Tempat lokasi karantina terpusat Rusunawa TB4 Kudus. (MURIANEWS/Anggara Jiwandhana)

MURIANEWS, Kudus – Pemerintah Kabupaten (Pemkab) Kudus berencana menyiapkan kembali tempat karantina terpusat untuk menampung pemudik-pemudik yang tetap nekat datang ke Kota Kretek.

Hal tersebut dikarenakan pemkab tak akan melarang secara tegas pemudik-pemudik yang akan masuk dan pulang bertemu keluarganya di Kudus.

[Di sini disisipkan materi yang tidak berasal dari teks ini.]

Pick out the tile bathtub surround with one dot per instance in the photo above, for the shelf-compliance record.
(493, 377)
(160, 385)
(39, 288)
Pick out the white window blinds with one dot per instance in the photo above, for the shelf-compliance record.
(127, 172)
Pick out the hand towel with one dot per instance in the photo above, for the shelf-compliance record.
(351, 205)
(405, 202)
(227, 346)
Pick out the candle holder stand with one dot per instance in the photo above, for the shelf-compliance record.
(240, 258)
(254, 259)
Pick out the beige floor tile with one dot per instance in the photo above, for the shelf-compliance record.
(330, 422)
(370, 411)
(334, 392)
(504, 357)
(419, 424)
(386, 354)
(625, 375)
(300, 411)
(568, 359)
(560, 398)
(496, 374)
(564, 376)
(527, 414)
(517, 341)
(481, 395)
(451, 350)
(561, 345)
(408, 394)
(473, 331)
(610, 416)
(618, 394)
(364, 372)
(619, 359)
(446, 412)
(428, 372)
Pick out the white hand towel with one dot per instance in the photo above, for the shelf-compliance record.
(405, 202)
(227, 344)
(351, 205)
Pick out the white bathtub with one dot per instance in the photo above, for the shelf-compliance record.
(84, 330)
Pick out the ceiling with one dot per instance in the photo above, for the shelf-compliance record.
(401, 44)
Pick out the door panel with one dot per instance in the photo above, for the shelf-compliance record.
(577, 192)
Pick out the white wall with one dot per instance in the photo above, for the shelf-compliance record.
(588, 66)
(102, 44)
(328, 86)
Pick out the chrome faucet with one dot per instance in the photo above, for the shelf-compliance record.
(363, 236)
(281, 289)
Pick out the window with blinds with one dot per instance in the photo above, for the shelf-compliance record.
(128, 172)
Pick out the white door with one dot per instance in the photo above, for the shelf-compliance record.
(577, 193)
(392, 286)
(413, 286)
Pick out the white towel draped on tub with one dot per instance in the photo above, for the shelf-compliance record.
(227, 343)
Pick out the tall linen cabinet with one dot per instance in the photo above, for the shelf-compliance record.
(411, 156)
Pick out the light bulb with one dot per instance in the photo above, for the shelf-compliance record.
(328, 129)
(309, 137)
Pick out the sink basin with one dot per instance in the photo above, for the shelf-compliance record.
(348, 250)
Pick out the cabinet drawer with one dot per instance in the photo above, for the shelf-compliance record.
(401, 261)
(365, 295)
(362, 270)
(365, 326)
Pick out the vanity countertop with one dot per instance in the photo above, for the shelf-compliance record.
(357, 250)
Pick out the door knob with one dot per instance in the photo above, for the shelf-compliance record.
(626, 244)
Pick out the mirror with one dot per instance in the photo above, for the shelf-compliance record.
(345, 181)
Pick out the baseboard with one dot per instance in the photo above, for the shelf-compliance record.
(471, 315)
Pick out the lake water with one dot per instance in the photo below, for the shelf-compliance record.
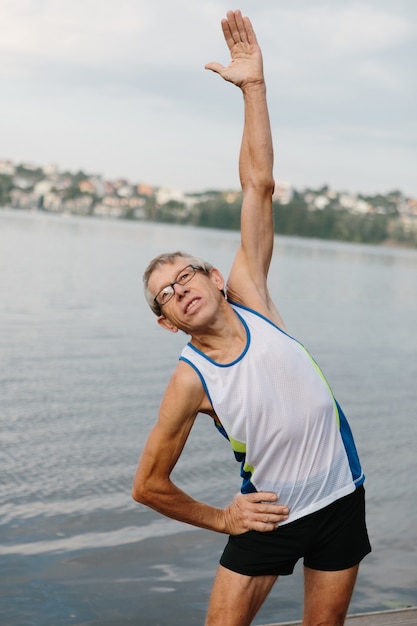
(83, 368)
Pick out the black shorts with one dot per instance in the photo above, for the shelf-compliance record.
(332, 539)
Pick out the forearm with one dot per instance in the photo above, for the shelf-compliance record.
(256, 154)
(254, 511)
(167, 499)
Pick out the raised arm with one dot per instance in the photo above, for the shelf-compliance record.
(247, 283)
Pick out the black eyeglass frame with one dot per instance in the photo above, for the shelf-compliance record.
(195, 268)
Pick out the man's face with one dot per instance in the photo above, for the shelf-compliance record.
(192, 304)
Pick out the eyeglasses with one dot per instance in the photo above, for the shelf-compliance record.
(182, 278)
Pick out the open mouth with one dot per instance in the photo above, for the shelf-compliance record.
(191, 305)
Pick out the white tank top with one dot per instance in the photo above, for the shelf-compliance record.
(281, 418)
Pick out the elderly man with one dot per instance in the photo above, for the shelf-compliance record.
(302, 493)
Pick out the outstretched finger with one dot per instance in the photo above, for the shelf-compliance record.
(227, 33)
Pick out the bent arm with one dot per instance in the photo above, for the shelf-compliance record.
(153, 486)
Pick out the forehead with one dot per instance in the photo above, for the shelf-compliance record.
(166, 274)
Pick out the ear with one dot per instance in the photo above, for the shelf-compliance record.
(217, 278)
(167, 324)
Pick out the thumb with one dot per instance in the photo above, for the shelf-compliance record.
(264, 496)
(215, 67)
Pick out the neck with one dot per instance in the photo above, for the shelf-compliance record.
(223, 341)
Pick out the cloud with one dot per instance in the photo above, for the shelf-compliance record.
(119, 86)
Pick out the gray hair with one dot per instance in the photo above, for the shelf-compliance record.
(164, 259)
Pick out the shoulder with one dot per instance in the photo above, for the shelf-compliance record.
(185, 394)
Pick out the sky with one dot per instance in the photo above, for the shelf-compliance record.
(118, 88)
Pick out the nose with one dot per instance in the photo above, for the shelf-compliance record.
(180, 290)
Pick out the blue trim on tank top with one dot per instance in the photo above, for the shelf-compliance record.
(239, 358)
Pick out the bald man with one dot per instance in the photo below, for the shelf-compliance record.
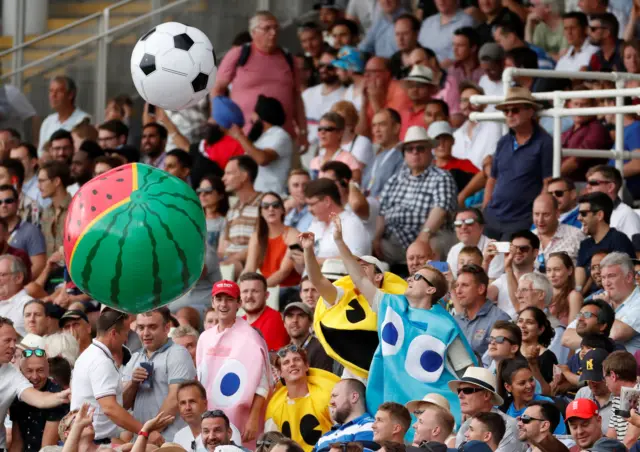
(554, 236)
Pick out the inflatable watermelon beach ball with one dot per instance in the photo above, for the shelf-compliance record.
(135, 238)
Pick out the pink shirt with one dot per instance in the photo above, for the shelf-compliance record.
(263, 73)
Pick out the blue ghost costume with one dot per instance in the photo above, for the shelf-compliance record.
(411, 359)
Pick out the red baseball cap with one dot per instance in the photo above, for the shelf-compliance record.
(227, 287)
(582, 408)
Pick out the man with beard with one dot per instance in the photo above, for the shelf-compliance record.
(347, 408)
(268, 144)
(319, 99)
(154, 141)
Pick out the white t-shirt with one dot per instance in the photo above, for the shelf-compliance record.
(354, 233)
(12, 385)
(361, 148)
(13, 308)
(317, 104)
(95, 375)
(273, 177)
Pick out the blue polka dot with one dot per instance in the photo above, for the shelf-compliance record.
(390, 334)
(430, 361)
(229, 384)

Pelaksana Tugas (Plt) Bupati Kudus HM Hartopo mengatakan, akan mempersiapkan kembali tempat-tempat karantina terpusat. Seperti rusunawa hingga lokasi lainnya.

“Tetap kami persiapkan lokasi karantina untuk mencegah lonjakan pemudik. Karena yang namanya kangen keluarga ya bagaimana, kasihan juga,” katanya, Selasa (30/3/2021).

Selain itu, pihaknya juga meminta pengawasan di tingkat RT dan RW bisa lebih diperketat kembali.

Koordinasi dengan semua unsur terkait juga akan ditingkatkan. Dengan begitu, skrining para pemudik bisa dilakukan dengan baik.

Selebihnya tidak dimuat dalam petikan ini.